Salarno Ashford, yang saudara perempuannya dibunuh pada tahun 1979, menggunakan hukum untuk mewakili korban selama proses berlangsung, termasuk melakukan pemeriksaan silang terhadap para saksi di persidangan, dan dia berhasil berdebat tiga kali untuk menetapkan tanggal persidangan sehingga para korban dapat menjalani hari-hari mereka di pengadilan. .
“Selalu menjadi kelemahan dalam sistem kami bahwa terdakwa bisa memainkan permainan yang tidak disengaja dan memperlambat segalanya,” katanya.
Wakil Jaksa Wilayah Beth Silverman mengatakan kasus ini terhambat oleh penundaan yang tidak terlihat akan berakhir dan hakim gagal mempertahankan tenggat waktu yang ketat untuk menyelesaikan penyelidikan mereka.
Pengacara pembela Seymour Amster menyalahkan jaksa penuntut. Dia mengatakan ahlinya menemukan DNA dari pria lain di tiga TKP dan ingin menguji lebih banyak materi karena bukti tersebut dapat membantu kliennya. Dia mengatakan jaksa keberatan dengan pelepasan barang-barang tersebut untuk pengujian dan meminta lebih banyak waktu untuk mempersiapkan tanggapannya.
“Ada rumor bahwa saya mencoba untuk menunda hal ini,” katanya. “Sebenarnya tidak. Saya sangat percaya pada tindakan sekali, lakukan dengan benar.”
Silverman mengatakan dia menyadari perlunya menyeimbangkan hak Franklin untuk mempersiapkan persidangan, namun mengatakan pengadilan harus menyeimbangkannya dengan hak para korban dan masyarakat. Dia mengatakan hak-hak tersebut telah dikompromikan.
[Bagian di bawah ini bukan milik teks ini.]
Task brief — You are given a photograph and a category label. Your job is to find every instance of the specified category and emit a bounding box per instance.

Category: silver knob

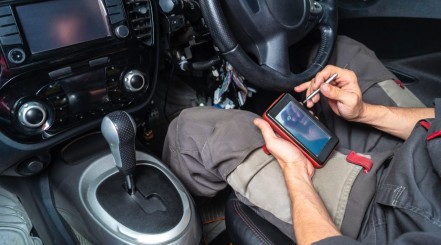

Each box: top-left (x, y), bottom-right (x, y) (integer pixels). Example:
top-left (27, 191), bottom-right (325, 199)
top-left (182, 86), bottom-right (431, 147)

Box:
top-left (18, 101), bottom-right (47, 128)
top-left (124, 70), bottom-right (145, 92)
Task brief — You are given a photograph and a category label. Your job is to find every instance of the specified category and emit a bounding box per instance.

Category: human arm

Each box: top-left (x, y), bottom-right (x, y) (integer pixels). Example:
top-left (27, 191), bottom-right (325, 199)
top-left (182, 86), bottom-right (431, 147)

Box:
top-left (254, 119), bottom-right (341, 244)
top-left (294, 66), bottom-right (435, 139)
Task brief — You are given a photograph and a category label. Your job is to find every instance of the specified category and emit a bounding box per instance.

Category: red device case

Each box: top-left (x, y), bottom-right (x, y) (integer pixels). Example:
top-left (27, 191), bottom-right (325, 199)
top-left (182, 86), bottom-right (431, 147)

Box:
top-left (262, 94), bottom-right (324, 168)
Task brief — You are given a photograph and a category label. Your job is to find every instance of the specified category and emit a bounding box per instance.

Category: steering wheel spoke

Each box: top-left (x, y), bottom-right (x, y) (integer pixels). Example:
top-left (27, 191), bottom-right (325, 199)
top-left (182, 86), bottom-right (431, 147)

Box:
top-left (259, 35), bottom-right (291, 75)
top-left (200, 0), bottom-right (337, 91)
Seorang ahli senjata api yang menguji senjata telah pensiun tahun lalu, sehingga pengujian harus dilakukan lagi. Pemeriksa medis dan pengawas kriminal di kantor koroner telah pensiun dan perlu diganti. Dan ibu korban, Mary Lowe, meninggal lebih dari dua tahun lalu, sehingga dia tidak mempunyai kesempatan untuk Alexander dan keluarga korban lainnya untuk berbicara di pengadilan.
“Ini adalah permainan menunggu,” kata Alexander, yang putrinya yang berusia 18 tahun, Monique, terbunuh pada tahun 1988. “Saya harus menjaga kekuatan saya. Saya harap saya berada di sini sampai akhir.”